Increased migration of tolDCs to PLNs, pancreas and/or other mucosal LNs is a highly desirable feature of therapeutic tolDCs in T1D, so that they have a better access to T1D-related antigens. Priming of diabetogenic T cells in NOD mice occurs in PLNs and gut-associated LNs (105). The importance of PLNs in T1D may be also supported by a study showing that surgical removal of PLNs at 3 weeks (but not 10 weeks) prevents development of diabetes in NOD mice (106). Among molecules that may improve migration and mucosal homing of tolDCs, CCR7 expression was documented as critically important [reviewed (28, 107)] while L-selectin may be engaged for entering the LNs (108). Migration pattern is an important parameter for tolDCs. While tolerogenic agents (e.g., dexamethasone, vitamin D3) may decrease CCR7 expression [reviewed (109)], MPLA activation and terminal differentiation of tolDCs increases CCR7 and CXCR4 expressions and thus improves their migratory capacity (100).
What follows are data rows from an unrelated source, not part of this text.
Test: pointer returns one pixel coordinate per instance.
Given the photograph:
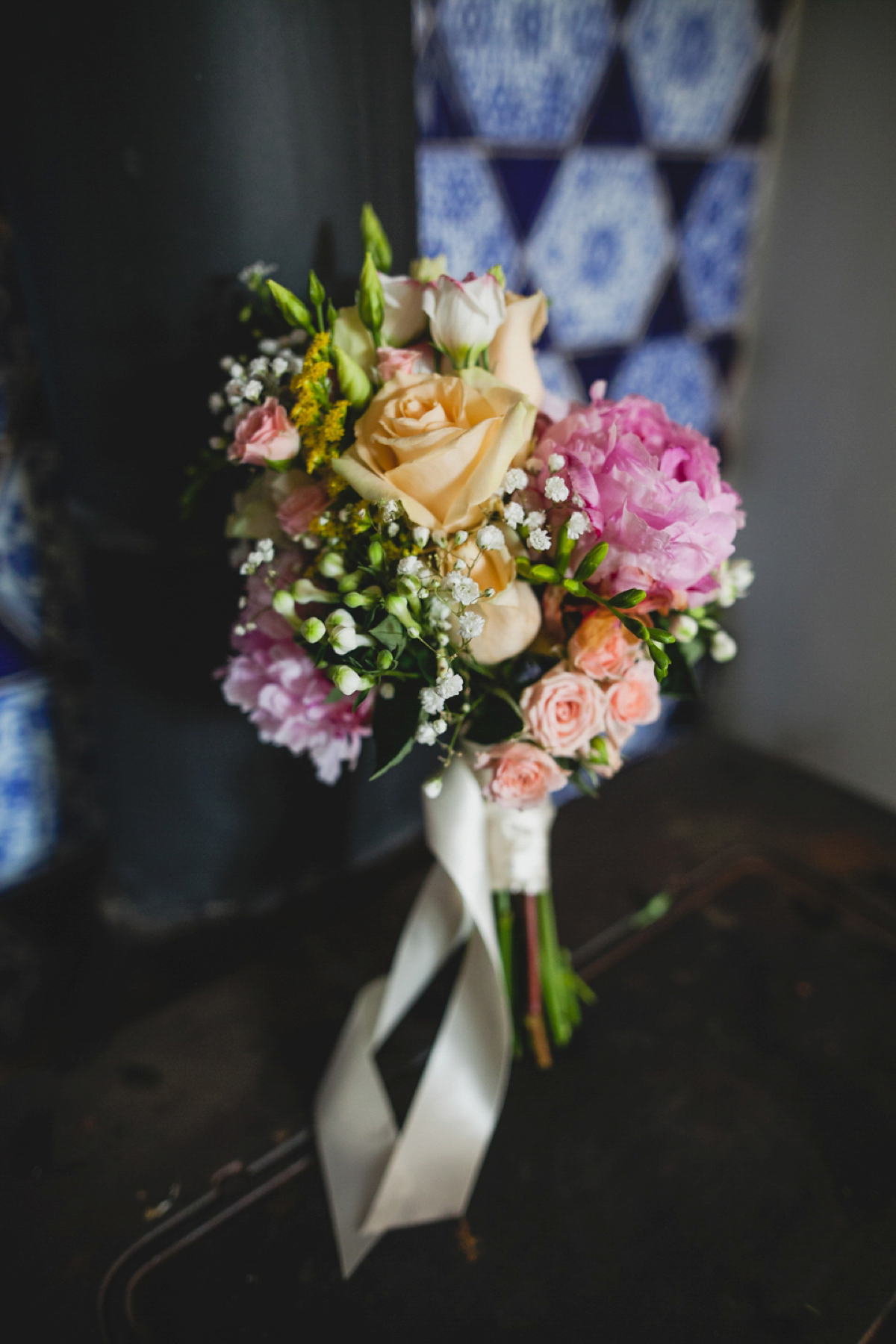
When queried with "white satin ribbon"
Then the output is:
(376, 1175)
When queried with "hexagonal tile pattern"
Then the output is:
(601, 246)
(715, 241)
(691, 65)
(527, 69)
(461, 213)
(676, 371)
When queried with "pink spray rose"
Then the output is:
(563, 710)
(649, 488)
(411, 359)
(633, 702)
(287, 699)
(265, 436)
(519, 774)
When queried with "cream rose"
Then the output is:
(511, 356)
(440, 445)
(564, 710)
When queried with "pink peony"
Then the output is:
(411, 359)
(563, 710)
(265, 436)
(633, 702)
(652, 490)
(301, 507)
(287, 699)
(519, 774)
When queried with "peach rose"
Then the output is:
(440, 445)
(411, 359)
(517, 774)
(564, 710)
(511, 356)
(633, 700)
(602, 647)
(265, 436)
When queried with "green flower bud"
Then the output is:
(331, 564)
(352, 379)
(374, 237)
(371, 305)
(312, 631)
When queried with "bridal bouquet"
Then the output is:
(437, 551)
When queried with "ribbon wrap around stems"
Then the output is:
(378, 1176)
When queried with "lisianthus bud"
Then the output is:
(331, 564)
(346, 680)
(314, 631)
(464, 316)
(370, 297)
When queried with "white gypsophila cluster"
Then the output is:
(462, 591)
(262, 554)
(470, 624)
(449, 685)
(556, 490)
(735, 578)
(489, 538)
(576, 526)
(432, 700)
(514, 480)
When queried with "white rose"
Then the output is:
(464, 315)
(403, 302)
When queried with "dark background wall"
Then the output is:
(147, 154)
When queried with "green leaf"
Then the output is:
(314, 289)
(546, 574)
(591, 561)
(394, 726)
(290, 307)
(630, 597)
(496, 717)
(374, 238)
(391, 633)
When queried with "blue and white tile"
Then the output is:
(19, 577)
(692, 62)
(461, 213)
(715, 241)
(27, 779)
(527, 69)
(673, 370)
(601, 246)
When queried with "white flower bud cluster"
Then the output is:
(262, 554)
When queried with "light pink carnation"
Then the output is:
(517, 774)
(265, 436)
(411, 359)
(563, 710)
(652, 490)
(301, 507)
(287, 699)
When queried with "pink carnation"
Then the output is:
(519, 774)
(301, 507)
(411, 359)
(287, 699)
(652, 490)
(265, 436)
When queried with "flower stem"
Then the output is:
(534, 1018)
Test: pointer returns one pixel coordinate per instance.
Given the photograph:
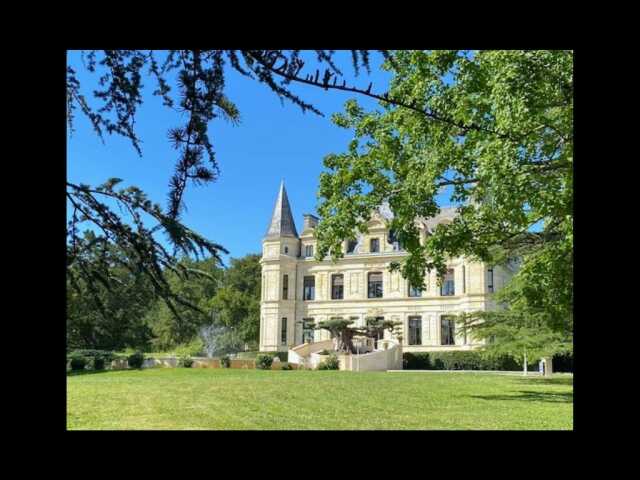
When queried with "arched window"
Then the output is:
(337, 287)
(375, 285)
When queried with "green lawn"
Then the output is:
(204, 398)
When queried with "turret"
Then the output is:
(280, 252)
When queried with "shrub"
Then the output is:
(463, 360)
(186, 362)
(135, 360)
(98, 362)
(96, 358)
(225, 361)
(331, 363)
(264, 361)
(283, 356)
(78, 362)
(563, 362)
(195, 348)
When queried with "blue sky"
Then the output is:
(273, 141)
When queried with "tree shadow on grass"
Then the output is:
(76, 373)
(563, 397)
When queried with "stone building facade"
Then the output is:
(298, 290)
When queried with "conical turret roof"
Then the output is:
(282, 224)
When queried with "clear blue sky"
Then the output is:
(273, 141)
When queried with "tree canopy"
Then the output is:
(493, 128)
(198, 78)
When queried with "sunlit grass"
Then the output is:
(181, 398)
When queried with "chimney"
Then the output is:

Similarly, rapamycin was reported to increase CCR7 expression in human DCs (110). Final stabilization of clinical grade human tolDCs by exposure to TNF-α, IL-1β, and PGE (2) also increased their migration efficacies (104). On the other hand while IL-10 was reported to improve tolDC stability and Treg-mediated tolerogenic capacity, it also impairs mucosal migration of DCs by downregulation of their CCR7 expression (111). Interestingly short but not continuous exposure to IL-4 toward the end of GM-CSF propagation of DCs was reported to enhance their trafficking efficacy (76). Retinoic acid, but not expression of CD103 by DCs, was shown to be critical for mucosal α4β7-mediated homing of T cells (112). Protocols of tolDCs in T1D should be thus optimized not only for their stability and tolerogenic capacity but also migratory efficacy to secondary lymphoid organs. However this is rarely the case (Table 1).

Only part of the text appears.